Ten Percent Distortion?


I have a little Panasonic SA-XR25 digital receiver for my TV rig (I can't really call it HT). Driving some good speakers it sounds great, and cost me all of $287. Tonight I was killing some time wandering around the Best Buy shop looking at similar electronics from Panasonic, and others, and I noticed that output power was quoted at 10 percent distortion! At first I thought this was a missprint, surely they meant 1 percent or even 0.1 percent. However several units, from several manufacturers, were described this way. Back home I quickly checked the SA-XR25 spec and was reassured to find a reasonable 0.3 percent stated.

What the heck is going on? Wouldn't 100 watts at 0.3 percent sell better than 140 watts at 10 percent?
eldartford
My personal favorite is the Marantz PM-17 integrated amp that is "only" 60 watts. At sixty watts,into 8 ohms,Marantz lists its total harmonic distortion at less than one one hundredth of one percentage point. Imagine what its watts rating would be at,say,one percent total harmonic distortion?
If it sounds good to you, what difference does it make what the specs say? Do you like it less now?

Seriously, you certainly know why they do it.
Simply to claim higher wattage.
You've been around long enough to know.
Twl....Maybe it's because I've been around so long that distortion is of interest to me. When I started out, harmonic and IM distortion in even the best amps were both over one percent. Technical improvements have made numbers on the order of a few tenths commonplace, and this is the big advance that I see in audio amps. Sure, distortion specs are not the whole story, but (IMHO) an amp that starts out with more than 1 percent distortion has two strikes against it.

Pragmatist...Most amps exhibit an abrupt increase in distortion at some power level (a "knee" in the curve), and you don't gain much more power by citing a higher distortion level.
The sales people at BestBuy seem to know what distortion is, as that seemed to be the only selling point this chump was using to get some poor guy to buy the most expensive Yamaha receiver they had. I tried to convince him that 140 wpc was way more than his 6ohm 91db Yamaha speakers needed to sound loud.
Personally, while you can find a decent sounding component as BestBuy once in a blue moon, the stuff they carry is the antithesis of what almost all of us here are searching for.

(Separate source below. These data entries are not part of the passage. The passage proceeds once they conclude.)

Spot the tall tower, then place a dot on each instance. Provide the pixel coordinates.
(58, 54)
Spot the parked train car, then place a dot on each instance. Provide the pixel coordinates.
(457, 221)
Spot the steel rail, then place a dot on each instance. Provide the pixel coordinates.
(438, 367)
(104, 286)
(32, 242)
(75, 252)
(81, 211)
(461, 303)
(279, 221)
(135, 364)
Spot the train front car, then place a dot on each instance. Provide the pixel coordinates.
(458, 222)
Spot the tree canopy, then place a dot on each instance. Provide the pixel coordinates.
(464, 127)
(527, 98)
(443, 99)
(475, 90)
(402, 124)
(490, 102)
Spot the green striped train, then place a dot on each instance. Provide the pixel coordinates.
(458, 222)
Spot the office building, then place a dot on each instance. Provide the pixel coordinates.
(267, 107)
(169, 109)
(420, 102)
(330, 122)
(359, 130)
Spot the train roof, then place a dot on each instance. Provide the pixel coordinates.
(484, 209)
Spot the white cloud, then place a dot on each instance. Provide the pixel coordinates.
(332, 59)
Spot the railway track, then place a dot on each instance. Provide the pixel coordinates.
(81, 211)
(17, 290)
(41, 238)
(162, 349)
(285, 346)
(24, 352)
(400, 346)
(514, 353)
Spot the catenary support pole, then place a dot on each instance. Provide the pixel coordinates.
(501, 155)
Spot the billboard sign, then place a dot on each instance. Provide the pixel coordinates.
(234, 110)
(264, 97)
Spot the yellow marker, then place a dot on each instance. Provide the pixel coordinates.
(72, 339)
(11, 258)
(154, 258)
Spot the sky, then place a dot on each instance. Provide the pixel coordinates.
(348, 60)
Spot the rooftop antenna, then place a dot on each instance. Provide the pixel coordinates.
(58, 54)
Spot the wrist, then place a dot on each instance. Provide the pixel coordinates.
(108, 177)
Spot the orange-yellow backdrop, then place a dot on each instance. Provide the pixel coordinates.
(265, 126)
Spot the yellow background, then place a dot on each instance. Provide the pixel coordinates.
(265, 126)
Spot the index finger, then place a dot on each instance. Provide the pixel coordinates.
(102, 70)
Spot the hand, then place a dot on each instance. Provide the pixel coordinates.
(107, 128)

Distortion, watts, whatever. I found out a long time ago, these specs mean little in the grand scheme of things. Show me a 250 wpc Panasonic, Sony, or what have you, and I will show you a 50 wpc high end amp that walks all over it when it comes to power. Remember, there are lies, damn lies, and then there are statistics. Power is speced through an 8 ohm RESISTIVE load, playing a 1 KHz sine wave. But, almost all speakers are reactive(not a flat load), and many are highly so. Further, we listen to MUSIC(not a flat signal), not test tones - at least, most of us do(I do see far too many audiophiles who care more about how their system measures than they do about music) .

So, what do these specs reaallly tell you???

But, yes, for the massfi buyer, I would think that 100 wpc at 0.3% sounds better than 140 wpc at 10%.